In an effort to widen the non-resident investor base for G-Secs, Sovereign Wealth Funds (SWFs), multilateral agencies, endowment funds, insurance funds, pension funds and foreign central banks to be registered with SEBI have also been allowed to invest in G-Secs.
The RBI has also decided to allow qualified foreign investors to invest in infrastructure debt through mutual funds. “The single largest factor that will impress the equity markets and foreign investors will be measures to bring down the fiscal deficit and that hasn’t been addressed today. The increase in the ECB and G-Sec limits will be positive for the Indian rupee in the near term but are unlikely to have any immediate impact on the equity markets,” said Gautam Trivedi, Managing Director and Head of Equities, Religare Capital Markets.

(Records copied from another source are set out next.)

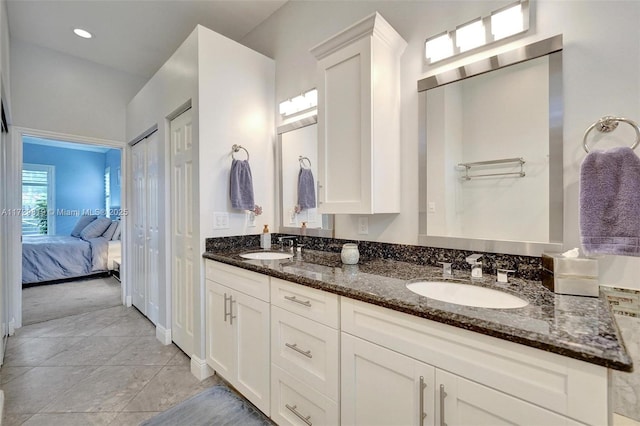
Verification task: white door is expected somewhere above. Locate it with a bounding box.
[130,132,160,324]
[129,139,148,315]
[340,333,435,426]
[170,109,199,355]
[145,132,161,324]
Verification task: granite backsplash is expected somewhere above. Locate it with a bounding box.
[205,233,542,281]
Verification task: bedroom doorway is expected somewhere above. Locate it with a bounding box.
[12,128,130,328]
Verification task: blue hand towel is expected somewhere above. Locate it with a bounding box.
[229,158,255,210]
[298,167,316,210]
[580,147,640,256]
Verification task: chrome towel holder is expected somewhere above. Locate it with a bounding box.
[231,144,249,161]
[582,115,640,153]
[298,155,311,169]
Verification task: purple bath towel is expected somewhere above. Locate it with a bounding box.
[580,147,640,256]
[298,167,316,210]
[229,158,256,210]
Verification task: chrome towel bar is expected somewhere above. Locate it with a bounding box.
[458,157,525,180]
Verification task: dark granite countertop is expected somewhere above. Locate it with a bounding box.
[203,248,633,371]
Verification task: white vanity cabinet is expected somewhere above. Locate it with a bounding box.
[311,13,406,214]
[271,278,340,426]
[341,333,435,426]
[205,260,271,415]
[341,298,609,426]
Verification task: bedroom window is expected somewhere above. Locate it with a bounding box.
[22,163,55,235]
[104,167,111,218]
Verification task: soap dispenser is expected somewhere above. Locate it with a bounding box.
[260,225,271,250]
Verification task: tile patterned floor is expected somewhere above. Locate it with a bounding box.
[0,306,220,426]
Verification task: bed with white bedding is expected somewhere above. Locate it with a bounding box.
[22,218,121,285]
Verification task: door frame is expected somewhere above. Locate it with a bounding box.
[6,126,131,334]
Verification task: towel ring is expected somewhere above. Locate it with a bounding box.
[231,144,249,161]
[582,115,640,153]
[298,155,311,169]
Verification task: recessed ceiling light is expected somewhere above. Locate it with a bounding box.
[73,28,93,38]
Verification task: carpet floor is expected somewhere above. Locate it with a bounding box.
[141,386,273,426]
[22,277,122,325]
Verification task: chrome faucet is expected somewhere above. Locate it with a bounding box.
[438,262,453,278]
[466,253,482,279]
[278,236,298,253]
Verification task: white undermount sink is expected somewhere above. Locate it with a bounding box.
[240,251,293,260]
[407,281,529,309]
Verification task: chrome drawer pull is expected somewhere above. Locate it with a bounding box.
[419,376,427,426]
[440,385,447,426]
[284,343,313,358]
[284,296,311,308]
[224,293,231,322]
[284,404,313,426]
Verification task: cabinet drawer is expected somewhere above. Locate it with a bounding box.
[271,365,340,426]
[271,306,339,400]
[341,298,608,424]
[271,278,340,328]
[205,260,269,302]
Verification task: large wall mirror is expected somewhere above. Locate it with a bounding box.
[418,36,563,256]
[277,115,333,237]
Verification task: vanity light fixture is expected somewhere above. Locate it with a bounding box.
[425,0,529,64]
[456,18,487,53]
[279,89,318,116]
[73,28,93,38]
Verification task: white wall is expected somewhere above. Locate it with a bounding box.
[126,26,275,359]
[11,40,144,141]
[242,0,640,288]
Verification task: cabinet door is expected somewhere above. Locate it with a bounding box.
[230,292,271,415]
[436,369,582,426]
[341,333,435,426]
[206,280,236,381]
[318,37,372,214]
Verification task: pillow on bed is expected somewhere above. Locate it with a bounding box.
[71,215,98,238]
[111,220,122,241]
[102,220,118,240]
[80,217,111,240]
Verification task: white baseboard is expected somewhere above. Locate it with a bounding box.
[156,324,171,345]
[191,355,214,380]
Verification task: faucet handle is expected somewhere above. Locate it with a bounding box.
[498,268,516,283]
[438,262,453,278]
[465,253,482,265]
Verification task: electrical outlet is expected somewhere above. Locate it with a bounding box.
[358,216,369,235]
[247,210,256,228]
[213,212,229,229]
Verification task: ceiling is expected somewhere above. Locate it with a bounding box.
[7,0,287,79]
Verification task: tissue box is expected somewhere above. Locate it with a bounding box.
[542,253,599,297]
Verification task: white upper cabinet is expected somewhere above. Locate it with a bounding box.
[311,13,407,214]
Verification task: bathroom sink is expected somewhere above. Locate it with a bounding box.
[240,251,293,260]
[407,281,529,309]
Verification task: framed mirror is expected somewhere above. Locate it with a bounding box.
[418,35,563,256]
[276,115,333,238]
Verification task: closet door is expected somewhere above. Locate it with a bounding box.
[130,132,160,324]
[171,109,195,355]
[145,132,161,324]
[130,139,148,315]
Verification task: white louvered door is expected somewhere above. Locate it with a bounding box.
[171,109,199,355]
[131,132,160,324]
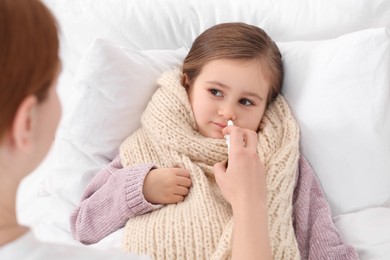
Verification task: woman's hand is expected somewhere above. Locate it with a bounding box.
[142,168,191,204]
[214,126,272,260]
[214,126,266,209]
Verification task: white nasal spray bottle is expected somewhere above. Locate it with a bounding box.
[225,120,234,155]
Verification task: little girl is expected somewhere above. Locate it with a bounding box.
[71,23,354,259]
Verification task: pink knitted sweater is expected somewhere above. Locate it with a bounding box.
[70,155,359,260]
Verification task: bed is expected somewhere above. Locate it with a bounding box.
[17,0,390,260]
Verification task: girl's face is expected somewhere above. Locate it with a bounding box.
[189,59,271,138]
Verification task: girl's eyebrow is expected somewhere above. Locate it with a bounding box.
[206,80,263,101]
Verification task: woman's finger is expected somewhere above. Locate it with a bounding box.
[243,129,257,151]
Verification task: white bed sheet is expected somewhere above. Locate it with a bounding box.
[18,0,390,260]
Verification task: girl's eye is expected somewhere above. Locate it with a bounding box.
[209,88,222,97]
[240,98,253,106]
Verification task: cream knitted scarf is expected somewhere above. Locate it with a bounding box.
[120,70,299,259]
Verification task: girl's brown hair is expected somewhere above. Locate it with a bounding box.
[0,0,59,140]
[182,22,283,104]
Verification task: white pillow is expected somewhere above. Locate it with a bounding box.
[45,28,390,237]
[279,28,390,215]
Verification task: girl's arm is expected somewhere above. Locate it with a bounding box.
[293,156,359,260]
[214,126,272,260]
[70,155,161,244]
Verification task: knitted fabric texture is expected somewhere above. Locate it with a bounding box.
[120,70,300,259]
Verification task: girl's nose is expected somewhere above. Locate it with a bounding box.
[218,104,236,120]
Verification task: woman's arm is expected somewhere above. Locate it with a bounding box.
[214,126,272,260]
[70,155,161,244]
[293,156,359,260]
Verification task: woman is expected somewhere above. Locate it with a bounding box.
[0,0,278,260]
[0,0,144,260]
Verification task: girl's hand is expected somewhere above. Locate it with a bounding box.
[214,126,266,210]
[142,168,191,204]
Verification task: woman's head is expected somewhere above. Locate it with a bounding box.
[0,0,59,140]
[182,23,283,138]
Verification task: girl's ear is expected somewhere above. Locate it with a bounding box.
[10,95,38,150]
[181,73,190,92]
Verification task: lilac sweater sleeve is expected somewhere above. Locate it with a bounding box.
[293,156,359,260]
[70,155,161,244]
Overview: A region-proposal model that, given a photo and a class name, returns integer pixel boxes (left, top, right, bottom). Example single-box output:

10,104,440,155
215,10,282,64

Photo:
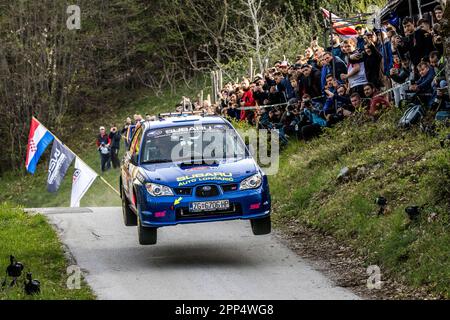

The equity markets ended in the red as the 30-share Bombay Stock Exchange Sensex closed below the 17,000-mark, at 16,882.16, with a loss of 90.35 points or 0.53 per cent, after hitting the day’s high of 17,131.15.
Keywords: Reserve Bank of India, Indian economy, rupee value






The fiscal deficit can be reduced only if both bureaucracy and polity act in tandem to ensure that every Rupee budgeted for actually is spent where intended not just on paper but in actual reality. It is the unwritten and unspoken provision for leaks (read corruption) that escalate project costs to astronomical figures and unbelievable duration.
It is hightime that project monitoring and report on budgeted vs acutal results are viewable online and real time in the respective constituency's project portal so that pertinent questions could be raised by the stake holders based on which CAG, Vigilance and law enforcement authority could investigate if there are indeed blatant variations when there could still be affordable course corrections.
What is the point in India being the IT hub for the world when there is political will to use it to come down heavily to stem budget leakages in realtime using the power or technology and stake holder access to relevant information?
One side Government threatened genuine investors to retroeffectively charge tax dating back to 16 years, discouraged NRIs and Foreign investors and the other side invite them to invest more. Actions of the Government are not consistent with international practice and conducive for Genuine Investors to invest. Rather no effort was made to bring back black money. Rules are tightened for genuine tax payers only. How the economy will improve? To improve the economy, we do not need doctorates / experts in the field. We want simple procedures / trust in investors and consistent policies. You can catch wrongdoers even today. But, why do you harass honest people with stringent / scaring laws?
welcome move from both (RBI and Central Govt)sides. but it is not
satisfactory for the sudden recovery for the economy. This move helps
the govt to raise more funds for its development activities (FII
investment limit in government debts to $ 20 billion from the
existing $ 15 billion )but the later one (alternation in ECB ) will
push Indian inc to additional burden of high interest for their
borrowings. Indian companies may not ready to borrow additional funds
from abroad,rather than they need government support for their
activities both financially and legally.
It has been proj3ected something great has been done to improve the economy and to arrest the slide on rupee. The facts are otherwise. Only a very few companies will consistent foreign exchange earnings for the last three years, will be eligible. The maximum ECB that can be availed by an individual company will be limited to 50 per cent of the average annual export earnings realised during the past three financial years. Further the liability arising out of ECB is extinguished only out of the foreigtn exchange earnings of the borrowing company. Now tell me, how many corporates will be able to borrow except a very few like Reliance Industries Ltd., who are already cash rich.
I dont see any good happening until money laundering is nipped in the bud. Black money is one of the major hazards to the economy. Mere increasing the limits of ECBs and investments in G-Secs by FIIs will not do. Simultaneously Govt. should spend on infrastructure (keynesian model) and equitable development of tier two cities. I see so much of scope there, why Govt is failing to notice that?
The last time RBI tried to counter the rupee fall by selling dollar and
that was a failed effort. Let us see if RBI is able to pull back the
rupee value on track this time or we will see yet another promising
decision by the supreme bank.
The news is conflicting with the other new sources which states that
ECB limit has been raised by $10bn and now has ceiling at$40bn.